Considering its 30ft length, the space and facilities that Beneteau has squeezed into this pocket cruiser are quite remarkable. There’s a centreline double berth in the forward cabin plus a second cabin with two adult-sized bunk beds opposite a perfectly decent heads.
To achieve this, the galley has been located in the saloon opposite the dinette, itself augmented by a forward facing seat next to the helm. On this particular boat, an upgrade from the usual cherry wood to lighter Apli walnut adds a dash of extra style to the interior.
On the outside, pulpit rails that extend right back to the cockpit as well as high level grab rails make it easy to access the side decks.
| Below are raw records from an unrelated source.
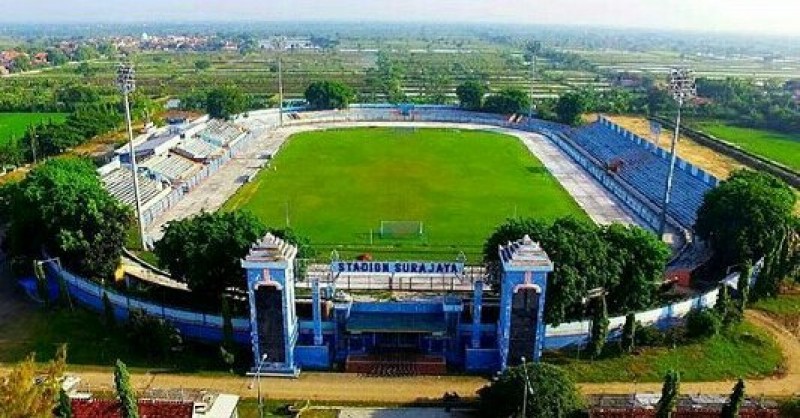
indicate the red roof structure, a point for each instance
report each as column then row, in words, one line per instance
column 110, row 408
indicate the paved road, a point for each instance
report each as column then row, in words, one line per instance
column 352, row 388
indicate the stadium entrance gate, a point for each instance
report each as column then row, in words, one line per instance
column 421, row 335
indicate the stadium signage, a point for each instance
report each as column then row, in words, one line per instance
column 397, row 267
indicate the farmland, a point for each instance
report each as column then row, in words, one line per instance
column 775, row 146
column 14, row 125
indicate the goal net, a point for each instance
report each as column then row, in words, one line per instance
column 401, row 229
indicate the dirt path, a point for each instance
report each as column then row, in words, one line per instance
column 349, row 387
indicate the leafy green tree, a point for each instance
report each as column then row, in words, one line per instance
column 507, row 101
column 56, row 56
column 27, row 391
column 328, row 95
column 204, row 251
column 125, row 393
column 599, row 332
column 224, row 102
column 62, row 206
column 743, row 286
column 470, row 94
column 85, row 52
column 202, row 64
column 643, row 258
column 628, row 340
column 749, row 216
column 581, row 255
column 569, row 108
column 553, row 395
column 669, row 395
column 734, row 405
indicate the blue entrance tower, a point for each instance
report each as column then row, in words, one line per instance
column 523, row 288
column 273, row 319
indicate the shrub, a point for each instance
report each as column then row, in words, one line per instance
column 648, row 336
column 701, row 323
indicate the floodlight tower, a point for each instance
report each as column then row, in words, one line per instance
column 534, row 48
column 126, row 83
column 683, row 87
column 279, row 44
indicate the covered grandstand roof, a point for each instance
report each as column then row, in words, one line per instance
column 399, row 322
column 120, row 184
column 198, row 149
column 171, row 167
column 221, row 133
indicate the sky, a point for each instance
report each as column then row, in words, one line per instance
column 759, row 16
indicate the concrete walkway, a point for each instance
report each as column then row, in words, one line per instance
column 333, row 387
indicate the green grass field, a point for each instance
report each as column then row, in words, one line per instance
column 14, row 125
column 744, row 351
column 337, row 185
column 778, row 147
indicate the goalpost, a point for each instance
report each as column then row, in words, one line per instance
column 401, row 229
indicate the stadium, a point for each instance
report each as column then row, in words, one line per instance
column 443, row 313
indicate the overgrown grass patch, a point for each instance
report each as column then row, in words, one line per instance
column 744, row 351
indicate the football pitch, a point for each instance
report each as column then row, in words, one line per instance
column 337, row 186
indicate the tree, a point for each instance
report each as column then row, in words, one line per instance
column 748, row 216
column 328, row 95
column 554, row 393
column 743, row 286
column 507, row 101
column 599, row 332
column 470, row 94
column 62, row 206
column 204, row 251
column 731, row 409
column 724, row 306
column 202, row 64
column 125, row 394
column 224, row 102
column 579, row 252
column 56, row 56
column 642, row 257
column 669, row 395
column 25, row 392
column 628, row 339
column 569, row 108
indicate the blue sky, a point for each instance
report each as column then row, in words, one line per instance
column 766, row 16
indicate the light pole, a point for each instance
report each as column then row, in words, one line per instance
column 257, row 377
column 527, row 388
column 279, row 43
column 534, row 49
column 682, row 86
column 126, row 83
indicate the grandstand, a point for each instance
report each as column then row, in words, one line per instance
column 169, row 168
column 120, row 184
column 199, row 150
column 643, row 169
column 221, row 134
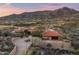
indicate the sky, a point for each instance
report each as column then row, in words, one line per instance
column 18, row 8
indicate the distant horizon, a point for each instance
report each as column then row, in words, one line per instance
column 18, row 8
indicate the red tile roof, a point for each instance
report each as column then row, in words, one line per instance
column 50, row 33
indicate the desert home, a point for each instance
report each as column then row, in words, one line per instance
column 52, row 37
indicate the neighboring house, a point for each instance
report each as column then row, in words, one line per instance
column 52, row 37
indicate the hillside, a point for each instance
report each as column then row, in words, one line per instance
column 40, row 15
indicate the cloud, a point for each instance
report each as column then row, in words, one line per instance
column 7, row 9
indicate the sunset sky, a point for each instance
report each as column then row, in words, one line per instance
column 17, row 8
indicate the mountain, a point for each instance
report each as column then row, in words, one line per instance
column 58, row 13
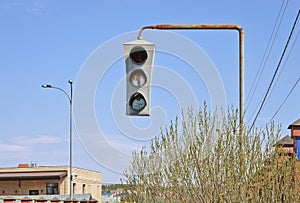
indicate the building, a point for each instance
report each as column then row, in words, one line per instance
column 49, row 180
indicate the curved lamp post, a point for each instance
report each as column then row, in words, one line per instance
column 70, row 101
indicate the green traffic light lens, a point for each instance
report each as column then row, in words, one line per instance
column 137, row 102
column 138, row 55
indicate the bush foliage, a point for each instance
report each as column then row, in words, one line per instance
column 206, row 158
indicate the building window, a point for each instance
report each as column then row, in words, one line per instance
column 33, row 192
column 51, row 188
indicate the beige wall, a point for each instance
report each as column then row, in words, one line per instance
column 22, row 187
column 86, row 181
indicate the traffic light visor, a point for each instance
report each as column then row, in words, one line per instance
column 138, row 55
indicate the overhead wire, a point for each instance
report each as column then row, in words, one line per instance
column 276, row 70
column 267, row 52
column 284, row 64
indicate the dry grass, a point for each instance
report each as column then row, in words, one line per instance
column 207, row 158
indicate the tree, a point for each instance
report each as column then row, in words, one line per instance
column 212, row 159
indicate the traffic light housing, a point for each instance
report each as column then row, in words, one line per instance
column 139, row 58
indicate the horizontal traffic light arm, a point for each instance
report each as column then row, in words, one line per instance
column 213, row 27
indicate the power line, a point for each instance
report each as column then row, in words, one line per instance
column 290, row 92
column 267, row 52
column 277, row 68
column 290, row 51
column 288, row 56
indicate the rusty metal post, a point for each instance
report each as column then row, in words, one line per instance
column 214, row 27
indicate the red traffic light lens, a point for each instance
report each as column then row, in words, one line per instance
column 138, row 55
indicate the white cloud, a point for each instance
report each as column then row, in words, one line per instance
column 13, row 148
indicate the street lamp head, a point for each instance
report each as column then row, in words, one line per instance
column 46, row 86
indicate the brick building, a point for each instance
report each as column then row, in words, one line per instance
column 49, row 180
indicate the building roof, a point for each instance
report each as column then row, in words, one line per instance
column 286, row 140
column 296, row 123
column 78, row 197
column 36, row 175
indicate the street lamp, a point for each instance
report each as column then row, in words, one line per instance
column 70, row 101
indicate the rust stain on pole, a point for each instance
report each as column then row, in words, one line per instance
column 213, row 27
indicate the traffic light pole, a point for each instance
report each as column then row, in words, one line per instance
column 213, row 27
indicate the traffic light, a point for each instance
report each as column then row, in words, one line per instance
column 139, row 57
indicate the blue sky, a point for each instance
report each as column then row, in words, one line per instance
column 51, row 42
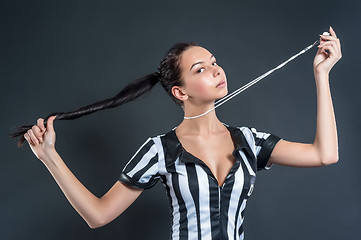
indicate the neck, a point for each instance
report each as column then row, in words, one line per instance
column 204, row 125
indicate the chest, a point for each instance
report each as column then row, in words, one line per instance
column 214, row 152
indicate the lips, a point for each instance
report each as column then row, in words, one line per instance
column 221, row 83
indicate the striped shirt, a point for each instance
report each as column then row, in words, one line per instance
column 200, row 208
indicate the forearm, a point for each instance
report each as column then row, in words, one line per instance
column 83, row 201
column 326, row 143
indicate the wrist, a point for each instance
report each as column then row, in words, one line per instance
column 50, row 156
column 321, row 75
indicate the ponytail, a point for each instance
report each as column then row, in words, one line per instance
column 129, row 93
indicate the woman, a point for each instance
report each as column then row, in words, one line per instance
column 207, row 167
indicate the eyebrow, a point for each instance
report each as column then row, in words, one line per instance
column 199, row 62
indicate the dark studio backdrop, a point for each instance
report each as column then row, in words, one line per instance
column 62, row 55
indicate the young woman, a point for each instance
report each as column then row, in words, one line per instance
column 208, row 168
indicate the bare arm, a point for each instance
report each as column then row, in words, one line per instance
column 95, row 211
column 324, row 149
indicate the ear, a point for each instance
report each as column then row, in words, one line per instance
column 179, row 93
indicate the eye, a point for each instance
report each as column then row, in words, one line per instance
column 200, row 70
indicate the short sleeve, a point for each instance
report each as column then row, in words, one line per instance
column 264, row 145
column 142, row 169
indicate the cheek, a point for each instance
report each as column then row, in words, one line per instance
column 199, row 87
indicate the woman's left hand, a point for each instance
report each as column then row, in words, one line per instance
column 329, row 52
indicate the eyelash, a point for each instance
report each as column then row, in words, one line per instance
column 198, row 71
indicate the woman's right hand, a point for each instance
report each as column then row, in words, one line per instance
column 41, row 140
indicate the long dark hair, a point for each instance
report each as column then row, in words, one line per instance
column 168, row 74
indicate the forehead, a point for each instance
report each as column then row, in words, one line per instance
column 194, row 54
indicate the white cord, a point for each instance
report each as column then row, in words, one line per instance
column 241, row 89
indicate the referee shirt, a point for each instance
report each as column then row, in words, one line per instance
column 200, row 209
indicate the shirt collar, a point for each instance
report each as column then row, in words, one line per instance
column 174, row 149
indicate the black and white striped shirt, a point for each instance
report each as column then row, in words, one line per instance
column 201, row 209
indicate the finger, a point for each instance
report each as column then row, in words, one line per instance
column 32, row 136
column 38, row 133
column 328, row 38
column 50, row 123
column 40, row 123
column 333, row 33
column 28, row 139
column 335, row 43
column 330, row 50
column 328, row 43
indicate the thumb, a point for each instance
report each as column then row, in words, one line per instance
column 50, row 124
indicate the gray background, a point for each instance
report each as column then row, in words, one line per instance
column 62, row 55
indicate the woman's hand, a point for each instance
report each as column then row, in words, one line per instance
column 329, row 52
column 41, row 139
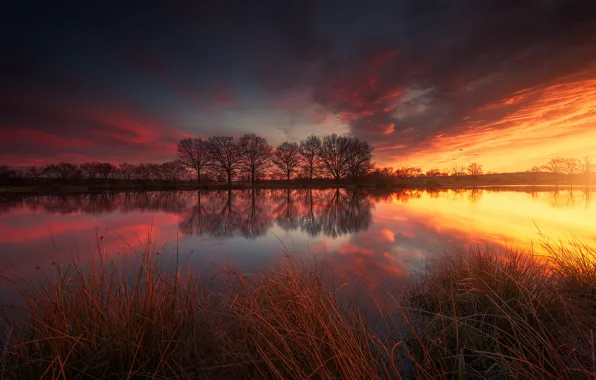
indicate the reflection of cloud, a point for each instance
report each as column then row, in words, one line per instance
column 378, row 234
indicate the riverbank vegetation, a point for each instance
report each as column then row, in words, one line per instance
column 249, row 161
column 480, row 314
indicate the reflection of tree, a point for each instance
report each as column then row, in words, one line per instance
column 286, row 211
column 226, row 214
column 341, row 212
column 586, row 196
column 309, row 222
column 94, row 203
column 558, row 199
column 257, row 219
column 475, row 195
column 332, row 212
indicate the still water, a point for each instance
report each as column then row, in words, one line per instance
column 381, row 235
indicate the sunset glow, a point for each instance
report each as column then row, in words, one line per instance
column 423, row 87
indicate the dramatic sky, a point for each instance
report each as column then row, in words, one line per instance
column 432, row 83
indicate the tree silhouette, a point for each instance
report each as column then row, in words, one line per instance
column 226, row 155
column 335, row 155
column 474, row 169
column 572, row 165
column 256, row 154
column 194, row 154
column 556, row 166
column 286, row 157
column 309, row 153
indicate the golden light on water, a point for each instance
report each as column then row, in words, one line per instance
column 513, row 219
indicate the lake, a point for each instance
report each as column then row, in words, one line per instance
column 382, row 235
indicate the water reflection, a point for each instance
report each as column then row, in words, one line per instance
column 251, row 214
column 379, row 234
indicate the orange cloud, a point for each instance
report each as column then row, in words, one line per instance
column 557, row 120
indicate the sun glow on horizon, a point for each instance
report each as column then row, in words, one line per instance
column 559, row 120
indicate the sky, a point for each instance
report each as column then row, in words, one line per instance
column 430, row 83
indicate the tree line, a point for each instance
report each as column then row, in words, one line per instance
column 226, row 158
column 569, row 166
column 250, row 158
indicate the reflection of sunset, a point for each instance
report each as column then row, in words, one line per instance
column 536, row 124
column 503, row 218
column 376, row 234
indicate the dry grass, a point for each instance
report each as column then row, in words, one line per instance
column 492, row 315
column 482, row 314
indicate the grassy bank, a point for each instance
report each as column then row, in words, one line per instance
column 481, row 314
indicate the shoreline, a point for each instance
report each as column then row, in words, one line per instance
column 71, row 189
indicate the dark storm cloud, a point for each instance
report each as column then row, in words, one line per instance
column 442, row 60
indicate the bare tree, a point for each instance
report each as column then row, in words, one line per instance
column 34, row 172
column 433, row 173
column 572, row 165
column 587, row 167
column 458, row 170
column 335, row 155
column 309, row 153
column 360, row 156
column 194, row 154
column 286, row 157
column 535, row 170
column 105, row 170
column 126, row 171
column 556, row 166
column 256, row 154
column 171, row 170
column 226, row 155
column 63, row 170
column 475, row 169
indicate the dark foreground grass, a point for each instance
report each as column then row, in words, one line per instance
column 476, row 315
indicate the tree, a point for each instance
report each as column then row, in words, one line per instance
column 556, row 166
column 572, row 165
column 360, row 156
column 63, row 171
column 126, row 171
column 171, row 170
column 458, row 170
column 535, row 170
column 194, row 154
column 226, row 155
column 587, row 167
column 286, row 157
column 6, row 172
column 475, row 169
column 335, row 155
column 309, row 153
column 256, row 154
column 34, row 173
column 105, row 170
column 433, row 173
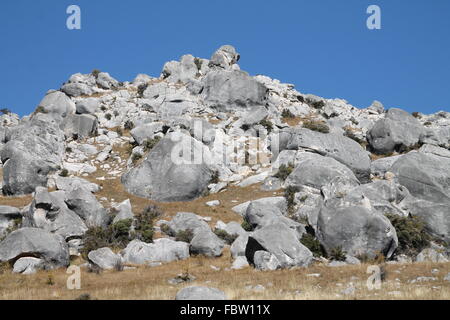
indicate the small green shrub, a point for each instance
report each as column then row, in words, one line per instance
column 40, row 109
column 405, row 149
column 129, row 125
column 318, row 126
column 416, row 115
column 225, row 236
column 287, row 114
column 315, row 104
column 4, row 111
column 4, row 267
column 337, row 254
column 50, row 280
column 84, row 297
column 411, row 233
column 267, row 124
column 149, row 144
column 198, row 62
column 165, row 228
column 141, row 90
column 119, row 131
column 135, row 157
column 350, row 134
column 247, row 226
column 144, row 223
column 309, row 241
column 215, row 177
column 185, row 235
column 95, row 73
column 289, row 194
column 64, row 173
column 284, row 171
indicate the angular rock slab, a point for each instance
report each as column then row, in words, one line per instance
column 104, row 258
column 280, row 241
column 341, row 148
column 356, row 228
column 38, row 243
column 165, row 176
column 161, row 250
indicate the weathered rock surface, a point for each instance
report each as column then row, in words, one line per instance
column 399, row 130
column 205, row 242
column 86, row 206
column 427, row 178
column 34, row 149
column 354, row 226
column 282, row 243
column 104, row 258
column 229, row 90
column 165, row 176
column 343, row 149
column 37, row 243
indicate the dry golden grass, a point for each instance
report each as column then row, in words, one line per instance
column 145, row 283
column 151, row 283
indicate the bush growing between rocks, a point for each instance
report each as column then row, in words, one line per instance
column 311, row 242
column 247, row 226
column 4, row 267
column 95, row 73
column 135, row 157
column 5, row 111
column 267, row 124
column 416, row 115
column 119, row 234
column 64, row 173
column 198, row 62
column 17, row 224
column 129, row 125
column 84, row 297
column 315, row 104
column 225, row 236
column 287, row 114
column 289, row 194
column 165, row 228
column 119, row 131
column 337, row 254
column 411, row 233
column 184, row 236
column 284, row 171
column 40, row 109
column 149, row 144
column 114, row 236
column 144, row 223
column 141, row 90
column 215, row 177
column 349, row 134
column 318, row 126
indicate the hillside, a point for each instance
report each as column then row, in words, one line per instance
column 210, row 172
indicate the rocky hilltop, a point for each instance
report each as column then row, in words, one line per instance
column 355, row 184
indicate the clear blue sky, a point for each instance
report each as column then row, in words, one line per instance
column 321, row 46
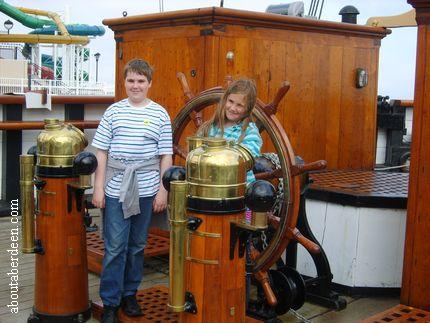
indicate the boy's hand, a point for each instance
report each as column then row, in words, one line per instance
column 160, row 201
column 98, row 198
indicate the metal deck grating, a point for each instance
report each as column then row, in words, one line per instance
column 153, row 302
column 157, row 244
column 400, row 313
column 365, row 183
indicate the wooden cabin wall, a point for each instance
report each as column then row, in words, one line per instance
column 324, row 114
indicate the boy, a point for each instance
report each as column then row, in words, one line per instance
column 134, row 148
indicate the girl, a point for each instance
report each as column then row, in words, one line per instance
column 232, row 119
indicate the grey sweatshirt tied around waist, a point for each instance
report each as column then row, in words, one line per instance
column 129, row 190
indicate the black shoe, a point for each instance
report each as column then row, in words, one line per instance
column 130, row 306
column 109, row 314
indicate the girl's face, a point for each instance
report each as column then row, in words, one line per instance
column 235, row 108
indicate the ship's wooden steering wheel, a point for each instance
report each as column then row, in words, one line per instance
column 289, row 172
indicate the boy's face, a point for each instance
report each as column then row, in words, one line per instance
column 137, row 87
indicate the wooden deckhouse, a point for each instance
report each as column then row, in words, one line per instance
column 325, row 114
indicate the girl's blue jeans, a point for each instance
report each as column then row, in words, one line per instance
column 124, row 241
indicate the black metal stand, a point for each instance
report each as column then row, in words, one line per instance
column 317, row 288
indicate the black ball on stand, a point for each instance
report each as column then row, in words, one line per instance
column 260, row 196
column 84, row 163
column 174, row 173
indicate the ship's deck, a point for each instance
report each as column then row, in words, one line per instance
column 155, row 274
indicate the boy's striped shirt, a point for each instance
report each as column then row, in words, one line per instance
column 132, row 134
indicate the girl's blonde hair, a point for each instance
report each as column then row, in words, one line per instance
column 241, row 86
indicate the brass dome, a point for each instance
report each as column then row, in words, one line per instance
column 58, row 144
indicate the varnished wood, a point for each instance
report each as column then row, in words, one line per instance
column 217, row 15
column 61, row 283
column 324, row 114
column 416, row 278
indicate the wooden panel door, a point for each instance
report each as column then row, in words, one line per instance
column 168, row 56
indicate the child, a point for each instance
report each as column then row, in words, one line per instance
column 232, row 118
column 134, row 148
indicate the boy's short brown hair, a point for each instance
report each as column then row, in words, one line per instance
column 140, row 67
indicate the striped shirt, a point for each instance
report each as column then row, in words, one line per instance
column 252, row 140
column 132, row 134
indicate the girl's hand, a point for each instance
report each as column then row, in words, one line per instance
column 160, row 201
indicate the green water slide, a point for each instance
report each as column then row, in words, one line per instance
column 27, row 20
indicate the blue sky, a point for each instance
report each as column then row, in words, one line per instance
column 397, row 54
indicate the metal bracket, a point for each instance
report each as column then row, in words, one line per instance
column 190, row 303
column 79, row 194
column 193, row 223
column 38, row 248
column 240, row 231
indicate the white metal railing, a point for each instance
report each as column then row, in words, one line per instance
column 55, row 87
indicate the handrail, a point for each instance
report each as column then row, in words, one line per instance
column 36, row 125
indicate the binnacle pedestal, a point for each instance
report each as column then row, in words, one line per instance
column 205, row 282
column 59, row 240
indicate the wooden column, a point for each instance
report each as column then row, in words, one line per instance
column 416, row 268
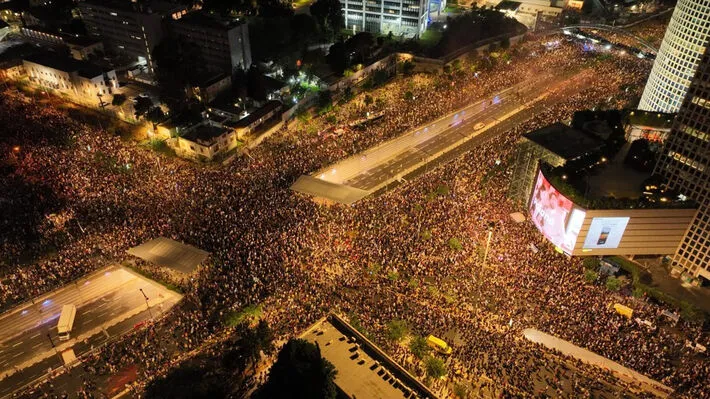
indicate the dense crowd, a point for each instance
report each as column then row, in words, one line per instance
column 91, row 196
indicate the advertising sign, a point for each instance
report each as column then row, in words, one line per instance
column 605, row 232
column 555, row 215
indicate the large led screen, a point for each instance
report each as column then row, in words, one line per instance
column 555, row 215
column 605, row 232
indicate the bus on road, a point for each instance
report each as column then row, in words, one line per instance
column 66, row 322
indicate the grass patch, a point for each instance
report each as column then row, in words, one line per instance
column 687, row 310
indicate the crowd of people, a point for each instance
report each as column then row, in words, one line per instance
column 88, row 196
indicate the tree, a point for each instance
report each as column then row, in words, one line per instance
column 142, row 105
column 118, row 99
column 368, row 100
column 360, row 45
column 407, row 67
column 397, row 329
column 300, row 372
column 329, row 14
column 155, row 115
column 419, row 347
column 435, row 367
column 613, row 283
column 336, row 58
column 187, row 381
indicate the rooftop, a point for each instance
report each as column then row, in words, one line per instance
column 567, row 142
column 653, row 119
column 142, row 7
column 202, row 19
column 166, row 252
column 258, row 113
column 69, row 65
column 204, row 133
column 364, row 371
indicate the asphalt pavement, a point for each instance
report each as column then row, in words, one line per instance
column 109, row 304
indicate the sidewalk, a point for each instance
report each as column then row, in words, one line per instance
column 569, row 349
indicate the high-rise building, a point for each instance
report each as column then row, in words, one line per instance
column 224, row 43
column 676, row 61
column 132, row 28
column 685, row 164
column 401, row 17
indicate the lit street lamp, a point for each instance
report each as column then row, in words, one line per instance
column 146, row 302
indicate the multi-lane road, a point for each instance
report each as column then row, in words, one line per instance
column 387, row 163
column 109, row 303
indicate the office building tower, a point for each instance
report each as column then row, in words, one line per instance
column 676, row 61
column 401, row 17
column 131, row 28
column 685, row 164
column 223, row 43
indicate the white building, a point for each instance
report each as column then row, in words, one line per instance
column 401, row 17
column 678, row 58
column 70, row 76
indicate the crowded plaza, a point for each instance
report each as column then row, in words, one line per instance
column 76, row 197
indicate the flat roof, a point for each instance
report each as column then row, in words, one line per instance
column 205, row 133
column 658, row 120
column 364, row 370
column 567, row 142
column 65, row 64
column 259, row 113
column 144, row 7
column 338, row 193
column 166, row 252
column 201, row 19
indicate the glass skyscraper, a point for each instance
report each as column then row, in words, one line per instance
column 682, row 47
column 685, row 164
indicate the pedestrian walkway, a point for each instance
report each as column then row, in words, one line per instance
column 569, row 349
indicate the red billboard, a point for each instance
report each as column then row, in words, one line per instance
column 555, row 215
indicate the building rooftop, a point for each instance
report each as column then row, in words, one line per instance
column 69, row 65
column 258, row 113
column 141, row 7
column 364, row 371
column 657, row 120
column 204, row 133
column 202, row 19
column 565, row 141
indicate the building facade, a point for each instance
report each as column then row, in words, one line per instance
column 70, row 76
column 223, row 43
column 408, row 18
column 130, row 28
column 682, row 47
column 686, row 166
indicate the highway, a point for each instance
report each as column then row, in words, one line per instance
column 388, row 162
column 109, row 304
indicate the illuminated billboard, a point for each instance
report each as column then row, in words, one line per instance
column 555, row 215
column 605, row 232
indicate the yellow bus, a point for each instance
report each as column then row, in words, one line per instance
column 438, row 345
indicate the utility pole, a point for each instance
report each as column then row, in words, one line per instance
column 491, row 225
column 146, row 302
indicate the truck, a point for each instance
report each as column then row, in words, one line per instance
column 66, row 322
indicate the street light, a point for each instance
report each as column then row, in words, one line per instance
column 491, row 225
column 146, row 302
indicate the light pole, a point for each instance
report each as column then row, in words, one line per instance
column 491, row 225
column 146, row 302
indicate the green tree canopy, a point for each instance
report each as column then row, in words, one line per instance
column 300, row 372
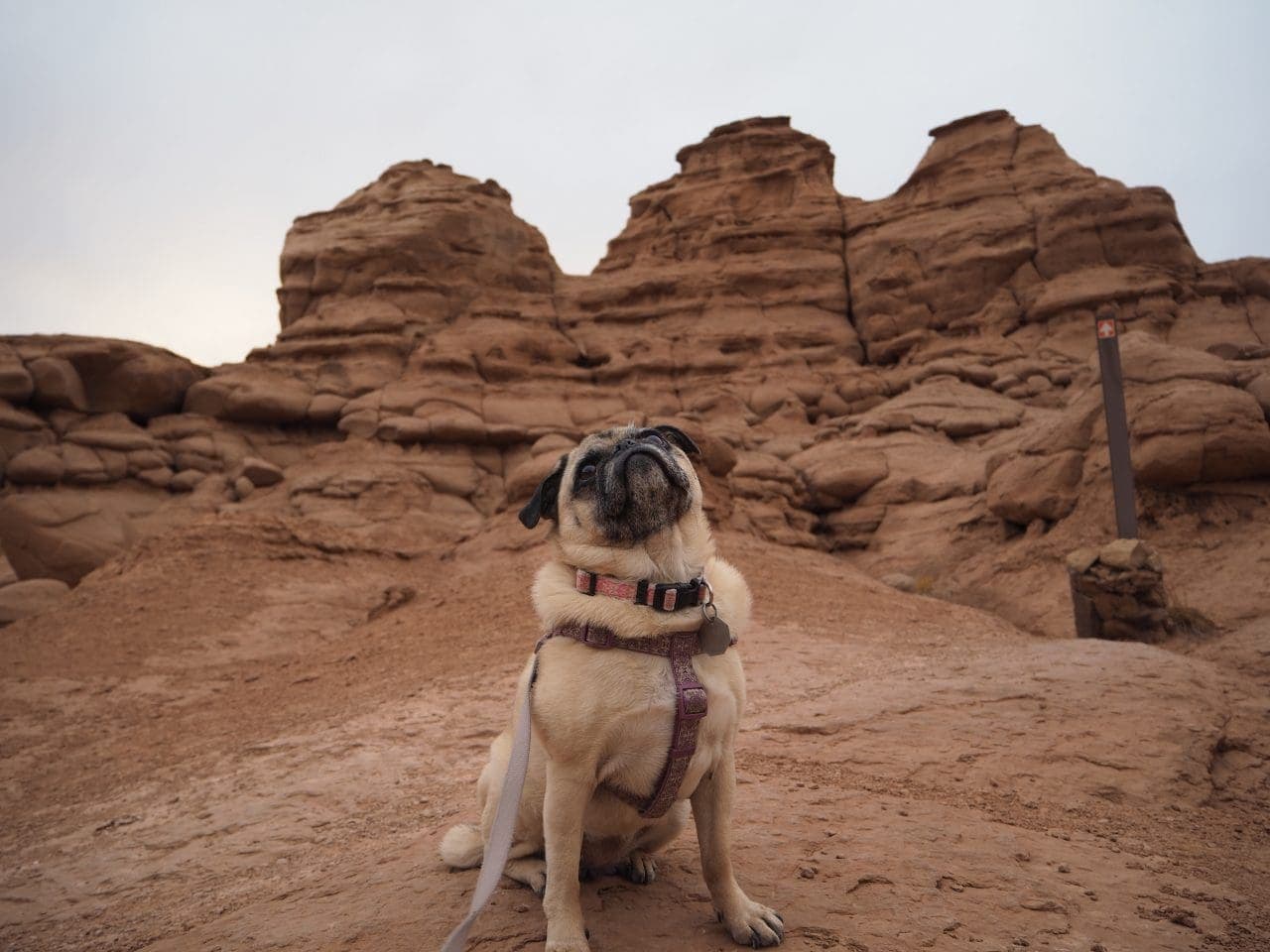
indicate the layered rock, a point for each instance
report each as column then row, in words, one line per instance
column 906, row 381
The cockpit has an L-shaped seat and a transom door through to the bathing platform.
Beneteau launched this boat with a Yanmar 380hp engine, switching to Volvo Penta when the Yanmar motor ceased production and installing the chunky D6-370 instead. Topping out at about 25 knots, it’s well able to run at a 20-knot cruise, entirely sufficient for most owners.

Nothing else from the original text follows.